ACIF Industry Leaders Forecast Strong Overall Growth in Building and Construction Work Activity


19 November 2018

ACIF: The latest industry forecasts foreshadow that building and construction work activity in 2017-18 has grown to $247 billion. This level of activity is getting close to rivalling the peak achieved at the height of the mining boom. Building and construction activity now accounts for 14% of GDP and construction sector jobs account for nearly 10% of total employment.

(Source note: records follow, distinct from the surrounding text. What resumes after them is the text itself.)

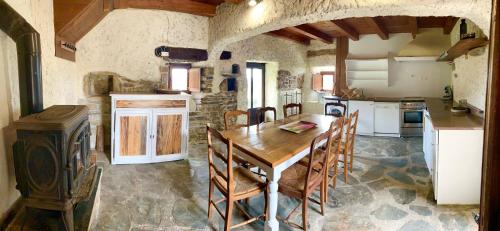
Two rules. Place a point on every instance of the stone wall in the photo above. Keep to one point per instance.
(97, 86)
(211, 109)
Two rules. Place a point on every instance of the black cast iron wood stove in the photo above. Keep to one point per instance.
(52, 159)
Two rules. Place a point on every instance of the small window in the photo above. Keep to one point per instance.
(327, 82)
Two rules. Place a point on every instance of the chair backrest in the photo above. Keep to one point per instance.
(351, 124)
(335, 104)
(291, 106)
(318, 154)
(262, 113)
(227, 159)
(231, 119)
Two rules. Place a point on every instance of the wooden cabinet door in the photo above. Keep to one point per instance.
(169, 134)
(132, 136)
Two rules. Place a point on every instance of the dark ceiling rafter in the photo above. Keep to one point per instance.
(449, 24)
(346, 29)
(75, 18)
(413, 26)
(312, 33)
(352, 28)
(284, 33)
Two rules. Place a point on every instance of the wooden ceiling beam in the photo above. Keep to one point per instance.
(379, 27)
(312, 33)
(183, 6)
(346, 29)
(449, 23)
(413, 26)
(290, 36)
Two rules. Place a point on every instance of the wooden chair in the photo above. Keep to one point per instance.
(347, 147)
(335, 104)
(262, 113)
(333, 154)
(299, 181)
(231, 119)
(292, 106)
(235, 184)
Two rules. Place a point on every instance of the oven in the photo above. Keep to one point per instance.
(412, 117)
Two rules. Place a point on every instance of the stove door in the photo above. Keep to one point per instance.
(412, 118)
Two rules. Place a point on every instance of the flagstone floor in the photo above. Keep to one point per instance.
(389, 189)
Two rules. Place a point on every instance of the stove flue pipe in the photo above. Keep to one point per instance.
(28, 56)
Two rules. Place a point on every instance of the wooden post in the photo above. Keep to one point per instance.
(99, 139)
(490, 190)
(340, 68)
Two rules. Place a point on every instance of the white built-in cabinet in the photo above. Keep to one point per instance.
(149, 128)
(367, 72)
(454, 160)
(387, 120)
(366, 116)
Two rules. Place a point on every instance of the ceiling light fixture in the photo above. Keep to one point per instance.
(253, 2)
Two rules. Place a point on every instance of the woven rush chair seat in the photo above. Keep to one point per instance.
(245, 181)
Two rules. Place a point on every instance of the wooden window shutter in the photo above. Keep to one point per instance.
(317, 82)
(194, 80)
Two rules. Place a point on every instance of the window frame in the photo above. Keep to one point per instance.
(323, 73)
(257, 66)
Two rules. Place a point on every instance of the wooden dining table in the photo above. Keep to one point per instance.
(273, 150)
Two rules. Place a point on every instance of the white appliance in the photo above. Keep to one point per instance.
(386, 119)
(366, 116)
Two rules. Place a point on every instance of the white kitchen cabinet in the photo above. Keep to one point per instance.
(366, 116)
(386, 119)
(454, 159)
(149, 128)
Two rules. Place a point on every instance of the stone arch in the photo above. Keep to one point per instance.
(234, 23)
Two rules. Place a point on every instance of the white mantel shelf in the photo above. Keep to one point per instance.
(149, 128)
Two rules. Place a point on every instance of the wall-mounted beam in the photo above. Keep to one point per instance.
(340, 67)
(312, 33)
(449, 24)
(346, 29)
(379, 27)
(184, 6)
(413, 26)
(290, 36)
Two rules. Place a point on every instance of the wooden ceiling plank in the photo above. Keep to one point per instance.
(183, 6)
(449, 23)
(379, 27)
(413, 26)
(312, 33)
(346, 29)
(234, 1)
(290, 36)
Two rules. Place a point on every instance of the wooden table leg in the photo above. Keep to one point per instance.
(272, 223)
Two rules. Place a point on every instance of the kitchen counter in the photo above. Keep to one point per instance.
(375, 99)
(443, 118)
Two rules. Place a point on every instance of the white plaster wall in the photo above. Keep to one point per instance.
(59, 75)
(471, 72)
(425, 79)
(285, 54)
(9, 98)
(124, 42)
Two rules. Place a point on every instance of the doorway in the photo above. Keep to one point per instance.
(256, 75)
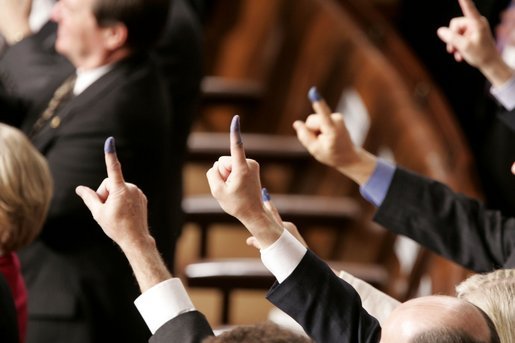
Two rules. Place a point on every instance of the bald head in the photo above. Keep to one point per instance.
(434, 318)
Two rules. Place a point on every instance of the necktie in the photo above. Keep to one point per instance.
(62, 93)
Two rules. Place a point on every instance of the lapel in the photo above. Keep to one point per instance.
(79, 104)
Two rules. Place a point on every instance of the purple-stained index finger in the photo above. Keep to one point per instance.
(469, 9)
(114, 169)
(237, 151)
(320, 106)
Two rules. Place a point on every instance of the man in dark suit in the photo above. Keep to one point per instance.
(8, 322)
(454, 226)
(79, 283)
(327, 307)
(482, 119)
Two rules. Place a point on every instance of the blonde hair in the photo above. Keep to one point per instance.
(26, 188)
(494, 293)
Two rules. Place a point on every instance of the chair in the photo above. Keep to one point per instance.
(419, 135)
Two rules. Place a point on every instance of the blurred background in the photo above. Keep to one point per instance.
(380, 63)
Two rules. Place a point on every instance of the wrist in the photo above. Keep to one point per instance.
(497, 72)
(264, 228)
(360, 170)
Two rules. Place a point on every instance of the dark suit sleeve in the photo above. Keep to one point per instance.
(328, 308)
(189, 327)
(8, 319)
(455, 226)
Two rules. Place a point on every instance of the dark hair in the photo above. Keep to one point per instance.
(260, 333)
(144, 19)
(445, 335)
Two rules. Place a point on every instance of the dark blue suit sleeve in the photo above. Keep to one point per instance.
(327, 307)
(457, 227)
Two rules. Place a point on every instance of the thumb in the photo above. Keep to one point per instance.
(90, 198)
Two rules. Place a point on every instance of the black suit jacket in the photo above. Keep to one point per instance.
(455, 226)
(189, 327)
(8, 319)
(80, 285)
(327, 307)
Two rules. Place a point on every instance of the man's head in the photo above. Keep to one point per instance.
(25, 190)
(494, 293)
(264, 332)
(92, 33)
(438, 319)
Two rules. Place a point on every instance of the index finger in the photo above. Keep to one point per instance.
(320, 107)
(469, 9)
(237, 150)
(113, 166)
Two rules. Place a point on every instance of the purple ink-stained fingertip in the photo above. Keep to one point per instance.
(109, 147)
(313, 94)
(235, 128)
(265, 195)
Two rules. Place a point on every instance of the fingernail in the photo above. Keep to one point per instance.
(235, 128)
(109, 147)
(313, 94)
(265, 195)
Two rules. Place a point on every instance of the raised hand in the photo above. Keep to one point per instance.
(272, 209)
(326, 137)
(120, 208)
(234, 182)
(469, 38)
(14, 19)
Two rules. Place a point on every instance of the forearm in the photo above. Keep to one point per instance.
(146, 263)
(362, 169)
(497, 71)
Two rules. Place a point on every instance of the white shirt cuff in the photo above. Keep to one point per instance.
(283, 256)
(505, 94)
(163, 302)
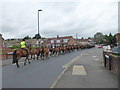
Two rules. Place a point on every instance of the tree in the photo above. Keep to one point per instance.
(37, 36)
(110, 40)
(98, 38)
(27, 37)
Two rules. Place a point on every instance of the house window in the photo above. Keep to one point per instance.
(65, 40)
(58, 41)
(41, 41)
(52, 41)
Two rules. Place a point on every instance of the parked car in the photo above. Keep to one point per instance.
(116, 50)
(100, 46)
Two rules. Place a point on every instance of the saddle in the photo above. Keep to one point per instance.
(25, 49)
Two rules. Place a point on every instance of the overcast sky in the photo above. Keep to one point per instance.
(84, 17)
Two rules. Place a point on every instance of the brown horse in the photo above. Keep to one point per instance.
(34, 52)
(46, 52)
(17, 54)
(56, 51)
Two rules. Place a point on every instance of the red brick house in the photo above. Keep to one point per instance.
(67, 40)
(118, 38)
(1, 41)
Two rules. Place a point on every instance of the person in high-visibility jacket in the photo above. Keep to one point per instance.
(23, 45)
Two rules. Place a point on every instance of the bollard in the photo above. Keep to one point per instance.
(110, 62)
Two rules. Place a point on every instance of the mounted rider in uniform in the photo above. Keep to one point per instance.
(23, 45)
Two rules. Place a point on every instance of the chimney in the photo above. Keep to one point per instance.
(57, 36)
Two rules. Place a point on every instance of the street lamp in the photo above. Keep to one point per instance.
(38, 28)
(38, 21)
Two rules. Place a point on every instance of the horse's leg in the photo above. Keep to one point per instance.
(34, 56)
(31, 56)
(37, 56)
(17, 63)
(28, 60)
(25, 61)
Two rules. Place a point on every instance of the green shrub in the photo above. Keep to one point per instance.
(14, 47)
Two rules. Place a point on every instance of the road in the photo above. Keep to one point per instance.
(38, 74)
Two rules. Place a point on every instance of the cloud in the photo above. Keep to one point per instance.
(59, 18)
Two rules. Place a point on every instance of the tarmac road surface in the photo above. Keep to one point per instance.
(38, 74)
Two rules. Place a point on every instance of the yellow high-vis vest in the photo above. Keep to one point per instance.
(22, 44)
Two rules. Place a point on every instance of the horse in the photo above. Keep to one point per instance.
(46, 53)
(34, 52)
(17, 54)
(56, 51)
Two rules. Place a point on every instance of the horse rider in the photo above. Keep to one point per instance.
(23, 45)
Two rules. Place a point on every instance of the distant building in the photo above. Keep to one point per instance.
(118, 39)
(1, 41)
(85, 41)
(67, 40)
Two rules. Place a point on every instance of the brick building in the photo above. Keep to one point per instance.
(67, 40)
(118, 39)
(1, 41)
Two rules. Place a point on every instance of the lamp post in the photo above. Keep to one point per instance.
(38, 21)
(38, 29)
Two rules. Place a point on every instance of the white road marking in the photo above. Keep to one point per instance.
(66, 66)
(71, 62)
(96, 59)
(79, 70)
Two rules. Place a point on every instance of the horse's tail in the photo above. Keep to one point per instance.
(14, 56)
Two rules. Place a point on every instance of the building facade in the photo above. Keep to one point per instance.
(67, 40)
(118, 39)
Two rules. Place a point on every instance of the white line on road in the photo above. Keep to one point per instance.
(71, 62)
(66, 66)
(79, 70)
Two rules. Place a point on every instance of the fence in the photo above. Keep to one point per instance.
(6, 54)
(111, 62)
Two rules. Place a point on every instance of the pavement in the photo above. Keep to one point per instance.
(38, 74)
(8, 61)
(87, 71)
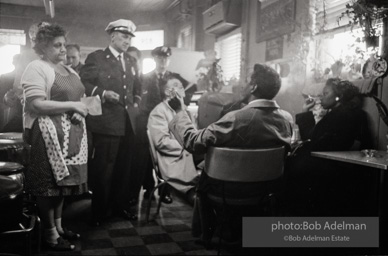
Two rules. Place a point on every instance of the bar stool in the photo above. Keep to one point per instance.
(13, 220)
(13, 148)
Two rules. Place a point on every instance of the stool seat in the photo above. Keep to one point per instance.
(11, 135)
(9, 168)
(12, 144)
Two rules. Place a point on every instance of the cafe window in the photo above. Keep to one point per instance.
(148, 40)
(185, 38)
(228, 49)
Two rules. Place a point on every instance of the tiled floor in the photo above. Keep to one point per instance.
(168, 233)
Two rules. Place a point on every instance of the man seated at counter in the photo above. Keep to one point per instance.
(176, 164)
(260, 124)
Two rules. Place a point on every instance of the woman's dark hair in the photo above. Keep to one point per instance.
(46, 34)
(267, 80)
(349, 95)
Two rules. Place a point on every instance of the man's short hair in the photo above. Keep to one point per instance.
(267, 80)
(73, 46)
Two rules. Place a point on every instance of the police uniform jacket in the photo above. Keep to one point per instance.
(103, 71)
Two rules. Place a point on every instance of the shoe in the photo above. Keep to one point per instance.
(147, 195)
(133, 202)
(69, 235)
(128, 215)
(167, 199)
(62, 245)
(95, 223)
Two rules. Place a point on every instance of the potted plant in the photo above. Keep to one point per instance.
(366, 14)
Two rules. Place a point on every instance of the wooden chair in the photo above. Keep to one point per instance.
(245, 166)
(159, 178)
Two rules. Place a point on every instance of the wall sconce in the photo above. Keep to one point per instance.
(49, 7)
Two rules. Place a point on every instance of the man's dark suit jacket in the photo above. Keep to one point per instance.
(102, 71)
(260, 124)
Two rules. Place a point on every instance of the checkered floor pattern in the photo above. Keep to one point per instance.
(168, 233)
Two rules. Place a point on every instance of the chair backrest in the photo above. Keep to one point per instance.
(154, 157)
(244, 165)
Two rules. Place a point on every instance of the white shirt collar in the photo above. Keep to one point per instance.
(260, 100)
(115, 52)
(157, 73)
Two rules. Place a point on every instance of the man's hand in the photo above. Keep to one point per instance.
(76, 118)
(309, 103)
(111, 96)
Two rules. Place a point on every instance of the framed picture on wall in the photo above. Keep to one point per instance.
(274, 49)
(275, 19)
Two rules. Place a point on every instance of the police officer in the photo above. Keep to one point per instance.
(110, 74)
(153, 93)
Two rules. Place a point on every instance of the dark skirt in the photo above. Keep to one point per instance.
(39, 175)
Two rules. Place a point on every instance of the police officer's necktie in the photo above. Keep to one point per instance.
(121, 62)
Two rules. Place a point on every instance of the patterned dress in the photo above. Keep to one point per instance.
(72, 140)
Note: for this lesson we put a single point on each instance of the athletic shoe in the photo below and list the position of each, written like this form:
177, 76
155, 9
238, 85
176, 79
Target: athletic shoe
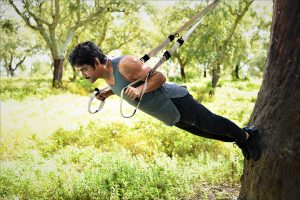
252, 143
244, 149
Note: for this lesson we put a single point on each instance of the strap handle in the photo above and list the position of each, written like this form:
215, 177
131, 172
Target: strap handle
94, 94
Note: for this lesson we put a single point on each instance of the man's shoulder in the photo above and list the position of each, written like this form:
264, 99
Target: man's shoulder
129, 60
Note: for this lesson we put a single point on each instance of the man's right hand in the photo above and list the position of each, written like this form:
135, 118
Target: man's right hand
104, 94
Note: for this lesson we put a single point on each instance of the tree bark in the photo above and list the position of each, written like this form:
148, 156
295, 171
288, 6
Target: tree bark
236, 71
57, 73
277, 113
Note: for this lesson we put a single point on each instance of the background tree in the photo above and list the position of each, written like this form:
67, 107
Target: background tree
116, 31
277, 113
58, 28
16, 44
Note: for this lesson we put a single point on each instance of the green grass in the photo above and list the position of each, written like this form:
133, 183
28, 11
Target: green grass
51, 147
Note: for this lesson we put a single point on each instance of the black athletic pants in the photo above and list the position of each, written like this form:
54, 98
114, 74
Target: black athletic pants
198, 120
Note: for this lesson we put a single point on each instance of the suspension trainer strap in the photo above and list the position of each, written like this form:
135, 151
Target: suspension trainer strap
167, 54
95, 93
171, 37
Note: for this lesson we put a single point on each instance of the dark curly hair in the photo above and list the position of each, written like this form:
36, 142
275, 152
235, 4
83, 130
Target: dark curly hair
86, 53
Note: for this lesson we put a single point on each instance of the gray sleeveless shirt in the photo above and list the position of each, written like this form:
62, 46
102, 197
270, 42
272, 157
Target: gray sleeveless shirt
156, 103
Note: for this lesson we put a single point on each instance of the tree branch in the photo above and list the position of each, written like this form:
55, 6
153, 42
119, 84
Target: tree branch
36, 18
19, 63
26, 19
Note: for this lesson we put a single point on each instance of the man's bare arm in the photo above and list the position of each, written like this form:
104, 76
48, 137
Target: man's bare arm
133, 69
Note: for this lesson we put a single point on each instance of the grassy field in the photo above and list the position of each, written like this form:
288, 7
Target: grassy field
52, 148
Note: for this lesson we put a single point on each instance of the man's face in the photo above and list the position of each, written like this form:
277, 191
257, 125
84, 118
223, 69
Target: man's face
89, 72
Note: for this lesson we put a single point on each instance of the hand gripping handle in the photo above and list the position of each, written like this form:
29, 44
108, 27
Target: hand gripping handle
95, 93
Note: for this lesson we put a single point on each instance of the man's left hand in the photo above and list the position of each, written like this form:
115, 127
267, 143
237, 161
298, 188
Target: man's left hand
133, 93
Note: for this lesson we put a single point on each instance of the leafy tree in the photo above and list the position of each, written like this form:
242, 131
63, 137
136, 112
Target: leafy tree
16, 44
117, 31
58, 28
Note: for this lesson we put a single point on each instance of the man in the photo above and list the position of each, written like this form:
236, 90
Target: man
168, 102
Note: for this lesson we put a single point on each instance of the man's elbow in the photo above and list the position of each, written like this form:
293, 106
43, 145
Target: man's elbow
163, 78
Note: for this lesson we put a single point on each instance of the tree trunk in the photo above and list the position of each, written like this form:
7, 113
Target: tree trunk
236, 71
74, 73
277, 113
182, 73
57, 74
215, 75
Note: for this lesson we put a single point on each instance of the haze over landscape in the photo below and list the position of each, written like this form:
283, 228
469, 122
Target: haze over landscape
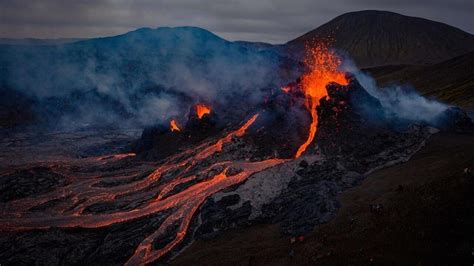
236, 132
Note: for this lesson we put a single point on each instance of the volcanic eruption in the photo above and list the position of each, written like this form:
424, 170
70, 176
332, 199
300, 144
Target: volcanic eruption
206, 159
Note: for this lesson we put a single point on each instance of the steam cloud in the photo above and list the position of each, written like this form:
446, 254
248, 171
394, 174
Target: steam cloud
401, 101
138, 79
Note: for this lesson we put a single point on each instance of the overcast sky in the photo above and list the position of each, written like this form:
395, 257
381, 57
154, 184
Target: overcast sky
274, 21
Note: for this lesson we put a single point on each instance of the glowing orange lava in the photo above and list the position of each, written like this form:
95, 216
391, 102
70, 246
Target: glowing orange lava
202, 110
286, 89
83, 193
174, 126
324, 65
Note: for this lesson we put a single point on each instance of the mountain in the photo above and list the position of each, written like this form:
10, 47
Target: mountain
376, 38
34, 41
451, 81
139, 72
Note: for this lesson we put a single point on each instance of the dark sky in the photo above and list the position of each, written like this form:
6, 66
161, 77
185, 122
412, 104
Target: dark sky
255, 20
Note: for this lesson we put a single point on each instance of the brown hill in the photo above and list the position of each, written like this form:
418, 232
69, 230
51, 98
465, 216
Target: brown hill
451, 81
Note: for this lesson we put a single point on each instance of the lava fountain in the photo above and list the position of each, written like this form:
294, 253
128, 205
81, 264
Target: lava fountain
202, 110
179, 169
174, 126
324, 68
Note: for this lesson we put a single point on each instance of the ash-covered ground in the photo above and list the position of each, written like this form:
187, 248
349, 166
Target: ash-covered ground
146, 203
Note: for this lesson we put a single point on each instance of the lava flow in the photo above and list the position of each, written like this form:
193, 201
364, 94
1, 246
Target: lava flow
202, 110
174, 126
184, 169
324, 68
16, 215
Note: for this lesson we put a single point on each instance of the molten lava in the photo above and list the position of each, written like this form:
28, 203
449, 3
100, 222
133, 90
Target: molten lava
286, 89
202, 110
184, 170
324, 68
174, 126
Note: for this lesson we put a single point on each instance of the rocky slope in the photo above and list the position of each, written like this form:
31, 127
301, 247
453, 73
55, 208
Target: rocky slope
375, 38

“The outlook for the next few years is finely balanced. We expect the roll out of major infrastructure projects in railways, roads, electricity, water and sewerage to continue. Meanwhile, construction work in heavy industry including mining will return to an underlying down-trend over the next two years” said Bob Richardson, Chair of ACIF’s Construction Forecasting Council, which oversees the production of the ACIF Forecasts.

Residential Building

Residential Building is weakening. Building activity dipped by 0.5% last year (2017-18) bringing the value of work done to $101 billion. Completing the work that is already in the construction pipeline may support dwelling completions at current levels over the remainder of this year, but the significant loss in demand reflected in falling house prices has already forced the supply side to adjust its plans and Residential Building activity will experience a deeper decline in 2019-20 and 2010-21.

Non-Residential Building

Activity Non-Residential Building activity is expected to grow again next year, although the rate of growth is expected to moderate from 10% to 3%. This is being driven by an ongoing increase in non-mining business investment. Growth hot spots are in accommodation, offices and other commercial. Increased government consumption and public investment in service activity such as in health, community services and in education is also supporting growth in Non-Residential Building next year.

Building and Construction Employment

Building and construction work is expected to provide 1.2 million jobs this year. This accounts for around 10% of total employment in Australia.

Employment grew in the sector by 4.2% last year while the value of work done (or spending) grew by 9.8%. The divergence in changes in construction employment and spending can be explained by differences in the labour intensity of building and construction activity. Much of the increase in work done last year was in Engineering Construction which is typically capital intensive (and import intensive) and increases in this type of spending do not drive similarly sized increases in construction employment.

If construction activity is largely expected to track “sideways” into the medium term, why do the ACIF November 2018 forecasts project dip in construction employment deepening in 2019-20? The decrease in employment of 1.6% in 201819 is larger than the expected reduction in total work done that is projected for that year (of 1.2%) because the increases in employment due to higher spending in infrastructure will not fully offset the decreases in employment due to the forecast contraction in labour intensive Residential Building activity.

Unemployment and Wages Growth

Moderate economic growth is expected to generate sufficient employment growth to gradually erode the pool of unemployment (and underemployment) and this is expected to provide just enough wages growth to keep inflation within the RBA’s targeted band over the medium term.